Leto aurait très clairement pu être un film de petit malin (et il l’est d’une certaine manière, dans certains de ses passages clippesques aguicheurs, bien qu’en parfaite adéquation avec son sujet), mais il privilégie avec tendresse la petite histoire à la grande, et nous fait (re)vivre avec énergie et plaisir la passion pour les icônes du rock et leur impact sur la culture populaire. Néanmoins, un peu à la même manière que Les Confins du monde, Leto fait stagner son récit, le prive d’une progression satisfaisante pour montrer que malgré les efforts des artistes dépeints pour préserver leur liberté, leur impuissance leur est renvoyée en pleine figure. On est alors émus par ces moments où ils réécrivent l’histoire, et illustrent de belles chansons pour plonger dans ce monde factice qui entoure le rock et ses légendes. Leur magie n’en paraît alors que plus touchante, à l’instar de la superbe photographie du film, que d’aucuns jugeront tape-à-l’œil, mais que je préfère voir virtuose.
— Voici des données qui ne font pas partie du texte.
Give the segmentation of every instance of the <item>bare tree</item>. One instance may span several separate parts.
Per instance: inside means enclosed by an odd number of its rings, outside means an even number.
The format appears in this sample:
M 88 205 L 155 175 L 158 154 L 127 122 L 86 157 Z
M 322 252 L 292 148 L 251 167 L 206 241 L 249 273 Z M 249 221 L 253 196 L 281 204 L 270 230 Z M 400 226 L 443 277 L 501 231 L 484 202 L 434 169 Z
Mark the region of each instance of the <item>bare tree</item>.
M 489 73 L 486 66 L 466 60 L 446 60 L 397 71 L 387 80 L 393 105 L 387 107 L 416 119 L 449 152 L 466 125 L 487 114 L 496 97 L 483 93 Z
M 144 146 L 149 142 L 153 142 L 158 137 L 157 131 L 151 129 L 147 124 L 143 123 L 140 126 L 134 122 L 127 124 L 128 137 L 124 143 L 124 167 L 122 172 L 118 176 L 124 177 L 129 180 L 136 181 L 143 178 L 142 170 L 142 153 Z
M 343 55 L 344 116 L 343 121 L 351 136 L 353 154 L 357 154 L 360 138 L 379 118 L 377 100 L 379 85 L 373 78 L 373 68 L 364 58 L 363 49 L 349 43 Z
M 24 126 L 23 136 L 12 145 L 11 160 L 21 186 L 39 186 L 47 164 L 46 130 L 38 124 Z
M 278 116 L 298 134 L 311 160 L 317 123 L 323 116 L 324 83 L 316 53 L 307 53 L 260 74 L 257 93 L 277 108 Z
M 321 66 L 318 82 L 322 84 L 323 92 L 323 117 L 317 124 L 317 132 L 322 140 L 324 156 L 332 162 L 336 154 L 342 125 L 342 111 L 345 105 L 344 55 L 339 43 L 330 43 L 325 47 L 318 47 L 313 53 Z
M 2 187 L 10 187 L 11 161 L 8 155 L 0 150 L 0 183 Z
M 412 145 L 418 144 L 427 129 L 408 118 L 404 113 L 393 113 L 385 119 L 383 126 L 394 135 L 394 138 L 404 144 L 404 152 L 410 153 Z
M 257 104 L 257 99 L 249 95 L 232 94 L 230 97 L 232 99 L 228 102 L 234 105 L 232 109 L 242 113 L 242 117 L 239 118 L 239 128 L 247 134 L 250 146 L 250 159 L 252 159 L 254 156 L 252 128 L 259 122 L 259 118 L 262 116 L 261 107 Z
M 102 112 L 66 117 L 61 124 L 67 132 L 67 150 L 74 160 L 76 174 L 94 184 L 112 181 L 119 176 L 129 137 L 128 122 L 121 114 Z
CANNES 2018 : Journal de bord #2

Mais ce n’est pas tout, et si je me suis un peu défoulé en m’acharnant à vouloir voir quatre films dans la journée, dont un en séance de minuit (mais nous y reviendrons dans un article à part), je vais finir par vous parler de l’autre présentation du jour venant de la Sélection officielle : le retour de l’habitué Christophe Honoré avec Plaire, aimer et courir vite. N’étant pas vraiment fan du travail du réalisateur, tombant régulièrement dans les clichés d’un cinéma pour bobos parisiens autocentrés sur des considérations de vie en marge des réalités sociales, le long-métrage pouvait s’avérer d’autant plus inquiétant qu’il traite des thématiques difficiles de l’homosexualité et du SIDA en plein cœur des années 90. Nécessairement, après le carton critique de 120 battements par minute l’an passé sur un sujet similaire, Christophe Honoré aurait pu être réduit à un doublon involontaire, une compensation malheureuse qui lui ferait défaut. Pourtant, s’il partage des éléments de tonalité avec le film de Robin Campillo, Plaire, aimer et courir vite se rapproche plus de la comédie, et touche par sa galerie de personnages loufoques (à commencer par celui incarné par le génial Vincent Lacoste). Du coup, l’ensemble se forme sur une singularité étrange, une bonhomie élevée par des dialogues ciselés et une envie de constamment tordre le cou à des préjugés sur la représentation de l’homosexualité. Le film n’en oublie pas sa dimension tragique, mais il évite la lourdeur dans laquelle tombait 120 battements avec ses vingt dernières minutes poussives. Leto m’a amené dans les années 80 russes, Plaire, aimer et courir vite a lui su reconstituer à merveille la fausse insouciance des années 90 françaises, une période où les corps déambulent dans la nuit, espérant oublier la peur qui les hante. En bref, un bien beau voyage pour une journée aux multiples destinations.